Discovering that your business has been breached is one of the most stressful situations a business owner can face. The instinct is to panic, to delete everything, to pretend it didn't happen — or to freeze entirely and wait for it to go away. None of those responses help.
What you do in the first 24 hours will determine how much damage you can limit, what your legal exposure looks like, and whether you can recover properly. Here's what should actually happen, step by step.
Hours 0–2: Contain the breach
The single most important thing you can do in the first two hours is stop the bleeding. If you've identified a compromised system, isolate it from the rest of your network immediately. Unplug it from the network — but do not power it off. Shutting down a machine can destroy volatile forensic data that investigators need to reconstruct what happened. If you've identified a compromised user account, revoke its access and reset credentials. If it's a cloud service, revoke API keys and active sessions.
Critically: do not delete files, wipe drives, or reinstall operating systems. Every piece of evidence you destroy now could be needed later — by insurers, investigators, regulators, or your legal team. The cleanup comes later. Right now, contain and preserve.
If you have an IT contact or security professional on call, bring them in at this stage. Decisions made under pressure, in isolation, are rarely the right ones.
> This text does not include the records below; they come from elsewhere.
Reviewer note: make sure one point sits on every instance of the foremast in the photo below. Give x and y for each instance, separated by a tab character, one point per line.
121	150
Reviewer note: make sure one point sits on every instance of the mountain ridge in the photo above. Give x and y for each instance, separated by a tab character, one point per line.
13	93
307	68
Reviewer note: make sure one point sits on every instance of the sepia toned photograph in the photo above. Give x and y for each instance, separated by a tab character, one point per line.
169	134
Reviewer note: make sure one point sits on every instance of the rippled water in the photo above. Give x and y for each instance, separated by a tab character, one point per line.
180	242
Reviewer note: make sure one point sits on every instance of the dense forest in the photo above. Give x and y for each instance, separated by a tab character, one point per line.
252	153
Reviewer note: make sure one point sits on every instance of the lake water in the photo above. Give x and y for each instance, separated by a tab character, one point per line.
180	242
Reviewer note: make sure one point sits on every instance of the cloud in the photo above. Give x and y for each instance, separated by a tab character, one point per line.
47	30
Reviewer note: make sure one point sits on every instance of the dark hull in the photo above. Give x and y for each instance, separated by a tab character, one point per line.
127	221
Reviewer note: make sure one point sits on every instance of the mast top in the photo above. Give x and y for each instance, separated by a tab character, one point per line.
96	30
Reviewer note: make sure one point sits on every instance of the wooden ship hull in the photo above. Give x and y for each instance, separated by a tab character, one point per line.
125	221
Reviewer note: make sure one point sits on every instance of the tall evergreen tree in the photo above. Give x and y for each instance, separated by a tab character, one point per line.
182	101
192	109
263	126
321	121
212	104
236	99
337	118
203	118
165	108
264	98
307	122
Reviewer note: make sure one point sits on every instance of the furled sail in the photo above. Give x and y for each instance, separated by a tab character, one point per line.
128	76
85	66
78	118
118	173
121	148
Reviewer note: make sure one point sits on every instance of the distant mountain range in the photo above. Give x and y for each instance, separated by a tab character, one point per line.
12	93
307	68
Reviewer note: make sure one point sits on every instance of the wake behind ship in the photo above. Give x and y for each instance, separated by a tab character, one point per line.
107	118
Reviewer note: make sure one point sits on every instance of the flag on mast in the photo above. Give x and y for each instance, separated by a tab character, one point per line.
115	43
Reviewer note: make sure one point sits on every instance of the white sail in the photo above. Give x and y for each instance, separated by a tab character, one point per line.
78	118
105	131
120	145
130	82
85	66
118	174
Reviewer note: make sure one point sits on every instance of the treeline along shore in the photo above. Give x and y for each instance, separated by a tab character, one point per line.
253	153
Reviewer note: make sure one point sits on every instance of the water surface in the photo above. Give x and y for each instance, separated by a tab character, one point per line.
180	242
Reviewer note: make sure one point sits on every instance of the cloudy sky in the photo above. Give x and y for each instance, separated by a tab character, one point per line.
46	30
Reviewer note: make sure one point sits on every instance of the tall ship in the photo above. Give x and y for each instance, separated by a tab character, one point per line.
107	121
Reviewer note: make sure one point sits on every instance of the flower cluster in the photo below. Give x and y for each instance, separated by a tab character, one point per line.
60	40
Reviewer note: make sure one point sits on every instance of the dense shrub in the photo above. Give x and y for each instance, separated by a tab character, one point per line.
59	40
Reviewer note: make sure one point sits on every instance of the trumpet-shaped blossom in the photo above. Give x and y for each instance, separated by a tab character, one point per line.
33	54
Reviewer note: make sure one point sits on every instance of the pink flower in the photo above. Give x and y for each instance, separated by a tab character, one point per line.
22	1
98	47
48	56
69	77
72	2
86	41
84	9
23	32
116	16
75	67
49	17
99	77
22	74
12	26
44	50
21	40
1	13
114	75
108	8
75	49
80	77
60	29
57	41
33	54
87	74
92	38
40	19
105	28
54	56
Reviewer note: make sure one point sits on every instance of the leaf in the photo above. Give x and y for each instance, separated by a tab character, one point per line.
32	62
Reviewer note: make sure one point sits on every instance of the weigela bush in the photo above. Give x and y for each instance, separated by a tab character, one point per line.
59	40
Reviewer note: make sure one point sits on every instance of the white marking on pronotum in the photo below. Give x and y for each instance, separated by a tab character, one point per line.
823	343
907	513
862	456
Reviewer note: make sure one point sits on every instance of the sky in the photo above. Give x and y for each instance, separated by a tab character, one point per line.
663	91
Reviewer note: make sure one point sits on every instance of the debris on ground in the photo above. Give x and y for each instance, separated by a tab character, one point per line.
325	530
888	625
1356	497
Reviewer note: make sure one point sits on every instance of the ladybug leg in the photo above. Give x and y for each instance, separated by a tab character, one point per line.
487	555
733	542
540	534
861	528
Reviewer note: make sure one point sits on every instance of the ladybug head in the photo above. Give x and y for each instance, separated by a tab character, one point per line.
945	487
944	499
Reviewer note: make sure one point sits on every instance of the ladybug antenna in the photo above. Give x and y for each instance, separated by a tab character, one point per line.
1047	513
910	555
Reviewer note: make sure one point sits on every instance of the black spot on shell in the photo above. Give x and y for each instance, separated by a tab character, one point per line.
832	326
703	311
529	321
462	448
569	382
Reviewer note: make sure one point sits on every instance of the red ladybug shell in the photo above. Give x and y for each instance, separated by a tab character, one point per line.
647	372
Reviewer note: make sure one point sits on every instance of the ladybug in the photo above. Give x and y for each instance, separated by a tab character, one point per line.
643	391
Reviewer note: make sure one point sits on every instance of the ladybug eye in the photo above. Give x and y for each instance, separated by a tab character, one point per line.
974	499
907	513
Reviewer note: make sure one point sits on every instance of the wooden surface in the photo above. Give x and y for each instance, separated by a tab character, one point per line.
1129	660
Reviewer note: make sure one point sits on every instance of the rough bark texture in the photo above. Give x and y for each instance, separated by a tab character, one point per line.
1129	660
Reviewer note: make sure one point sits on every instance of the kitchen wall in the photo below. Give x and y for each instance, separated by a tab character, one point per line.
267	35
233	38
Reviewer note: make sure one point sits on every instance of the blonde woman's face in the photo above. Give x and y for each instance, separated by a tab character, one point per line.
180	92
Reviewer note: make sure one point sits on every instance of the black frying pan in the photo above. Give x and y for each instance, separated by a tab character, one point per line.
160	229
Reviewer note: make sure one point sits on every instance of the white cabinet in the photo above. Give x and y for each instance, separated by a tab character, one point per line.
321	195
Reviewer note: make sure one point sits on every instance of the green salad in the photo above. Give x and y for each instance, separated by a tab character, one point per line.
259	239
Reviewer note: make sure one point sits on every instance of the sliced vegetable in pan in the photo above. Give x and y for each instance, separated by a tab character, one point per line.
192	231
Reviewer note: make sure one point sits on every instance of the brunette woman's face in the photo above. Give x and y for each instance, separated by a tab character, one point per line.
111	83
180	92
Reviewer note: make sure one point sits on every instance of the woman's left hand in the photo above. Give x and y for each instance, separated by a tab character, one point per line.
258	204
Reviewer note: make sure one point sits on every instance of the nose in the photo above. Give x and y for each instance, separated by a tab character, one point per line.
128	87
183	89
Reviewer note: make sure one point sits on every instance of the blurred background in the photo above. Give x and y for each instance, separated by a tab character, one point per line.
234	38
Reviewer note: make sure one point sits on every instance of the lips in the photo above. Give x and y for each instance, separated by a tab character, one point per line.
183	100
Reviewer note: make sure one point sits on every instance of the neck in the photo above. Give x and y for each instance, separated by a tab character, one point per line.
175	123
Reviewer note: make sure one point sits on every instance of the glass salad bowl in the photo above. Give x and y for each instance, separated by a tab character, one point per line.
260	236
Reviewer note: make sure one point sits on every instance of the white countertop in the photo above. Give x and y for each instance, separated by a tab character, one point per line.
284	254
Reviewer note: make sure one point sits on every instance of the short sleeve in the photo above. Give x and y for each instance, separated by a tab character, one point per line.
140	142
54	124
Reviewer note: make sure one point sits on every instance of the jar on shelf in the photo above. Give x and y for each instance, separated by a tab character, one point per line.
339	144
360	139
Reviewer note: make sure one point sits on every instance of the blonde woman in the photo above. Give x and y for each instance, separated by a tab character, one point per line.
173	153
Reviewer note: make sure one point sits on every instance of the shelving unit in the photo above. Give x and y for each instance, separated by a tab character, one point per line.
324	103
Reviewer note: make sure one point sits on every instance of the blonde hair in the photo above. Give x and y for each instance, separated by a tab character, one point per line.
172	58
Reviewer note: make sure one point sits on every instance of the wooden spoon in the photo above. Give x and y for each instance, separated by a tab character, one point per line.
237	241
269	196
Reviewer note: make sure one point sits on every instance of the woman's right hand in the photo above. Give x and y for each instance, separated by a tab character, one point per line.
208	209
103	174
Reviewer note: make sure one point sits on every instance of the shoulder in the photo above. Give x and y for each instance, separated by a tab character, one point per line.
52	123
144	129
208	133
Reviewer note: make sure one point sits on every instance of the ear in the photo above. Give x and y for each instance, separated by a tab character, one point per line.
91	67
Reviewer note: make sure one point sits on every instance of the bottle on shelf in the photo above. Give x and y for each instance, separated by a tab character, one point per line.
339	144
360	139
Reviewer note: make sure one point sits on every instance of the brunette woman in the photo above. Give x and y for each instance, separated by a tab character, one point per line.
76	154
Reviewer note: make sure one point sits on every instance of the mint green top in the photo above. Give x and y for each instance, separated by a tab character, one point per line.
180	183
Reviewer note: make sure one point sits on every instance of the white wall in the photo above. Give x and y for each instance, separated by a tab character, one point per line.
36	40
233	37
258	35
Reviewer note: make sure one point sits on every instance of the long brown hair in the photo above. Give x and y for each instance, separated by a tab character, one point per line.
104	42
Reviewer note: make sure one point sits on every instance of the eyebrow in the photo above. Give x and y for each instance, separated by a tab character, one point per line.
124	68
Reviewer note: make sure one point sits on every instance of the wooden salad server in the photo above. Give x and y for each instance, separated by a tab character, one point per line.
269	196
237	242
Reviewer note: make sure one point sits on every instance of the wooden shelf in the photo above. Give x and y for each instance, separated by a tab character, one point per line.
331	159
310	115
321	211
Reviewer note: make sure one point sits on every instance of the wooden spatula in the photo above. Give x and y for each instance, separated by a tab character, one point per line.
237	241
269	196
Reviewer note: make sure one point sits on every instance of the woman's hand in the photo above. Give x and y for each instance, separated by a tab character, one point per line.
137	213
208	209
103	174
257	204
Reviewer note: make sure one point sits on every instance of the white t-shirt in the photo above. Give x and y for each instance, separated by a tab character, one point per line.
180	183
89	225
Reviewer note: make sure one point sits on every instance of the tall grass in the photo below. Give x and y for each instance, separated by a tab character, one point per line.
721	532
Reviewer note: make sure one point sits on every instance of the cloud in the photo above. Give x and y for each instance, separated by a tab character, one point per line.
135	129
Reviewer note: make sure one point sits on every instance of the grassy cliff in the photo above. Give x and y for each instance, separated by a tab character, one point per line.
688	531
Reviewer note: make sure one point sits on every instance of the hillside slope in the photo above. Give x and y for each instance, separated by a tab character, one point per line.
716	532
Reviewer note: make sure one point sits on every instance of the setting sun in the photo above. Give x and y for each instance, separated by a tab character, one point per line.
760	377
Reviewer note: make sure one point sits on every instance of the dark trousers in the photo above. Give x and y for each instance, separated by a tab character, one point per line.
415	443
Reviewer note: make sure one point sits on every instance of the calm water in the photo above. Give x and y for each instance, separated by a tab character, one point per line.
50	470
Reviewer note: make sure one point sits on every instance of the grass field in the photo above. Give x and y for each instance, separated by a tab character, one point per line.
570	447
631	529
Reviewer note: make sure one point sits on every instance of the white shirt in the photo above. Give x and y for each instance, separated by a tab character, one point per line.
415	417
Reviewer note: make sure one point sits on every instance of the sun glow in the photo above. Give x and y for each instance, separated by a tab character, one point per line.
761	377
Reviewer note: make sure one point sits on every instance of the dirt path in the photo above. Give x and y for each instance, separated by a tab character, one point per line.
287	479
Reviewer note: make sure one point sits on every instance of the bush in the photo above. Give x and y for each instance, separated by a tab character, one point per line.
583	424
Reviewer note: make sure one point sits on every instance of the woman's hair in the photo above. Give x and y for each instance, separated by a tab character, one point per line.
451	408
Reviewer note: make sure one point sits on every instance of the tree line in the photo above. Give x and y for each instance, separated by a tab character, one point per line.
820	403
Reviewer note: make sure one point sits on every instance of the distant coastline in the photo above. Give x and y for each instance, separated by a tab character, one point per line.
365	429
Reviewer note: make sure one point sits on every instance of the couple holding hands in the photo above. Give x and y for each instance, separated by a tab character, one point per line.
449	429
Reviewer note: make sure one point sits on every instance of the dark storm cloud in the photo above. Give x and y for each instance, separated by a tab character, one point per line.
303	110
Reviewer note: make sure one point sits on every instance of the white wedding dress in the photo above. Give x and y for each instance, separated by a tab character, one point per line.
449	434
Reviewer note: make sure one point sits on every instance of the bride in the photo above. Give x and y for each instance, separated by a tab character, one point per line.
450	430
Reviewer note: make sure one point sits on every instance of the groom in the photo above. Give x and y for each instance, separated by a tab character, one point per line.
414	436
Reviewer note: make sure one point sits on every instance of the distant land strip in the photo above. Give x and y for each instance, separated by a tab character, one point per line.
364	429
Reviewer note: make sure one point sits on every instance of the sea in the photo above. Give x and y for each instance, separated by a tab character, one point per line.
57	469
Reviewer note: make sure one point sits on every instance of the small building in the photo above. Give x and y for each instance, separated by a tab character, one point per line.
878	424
Hours 2–6: Assess the damage
Once immediate containment is in place, shift focus to understanding what actually happened. Key questions to work through:
- What data was accessed, modified, or exfiltrated?
- How did the attacker gain access — phishing email, compromised credentials, unpatched vulnerability, something else?
- How long had they been inside before detection? Days? Weeks?
- Are there other systems that may have been affected that you haven't identified yet?
This stage requires methodical thinking, not speed. Rushing to conclusions leads to incomplete remediation — which means the attacker, or a second one using the same entry point, can return. Document everything you find. Timestamps, usernames, file names, IP addresses. This record matters.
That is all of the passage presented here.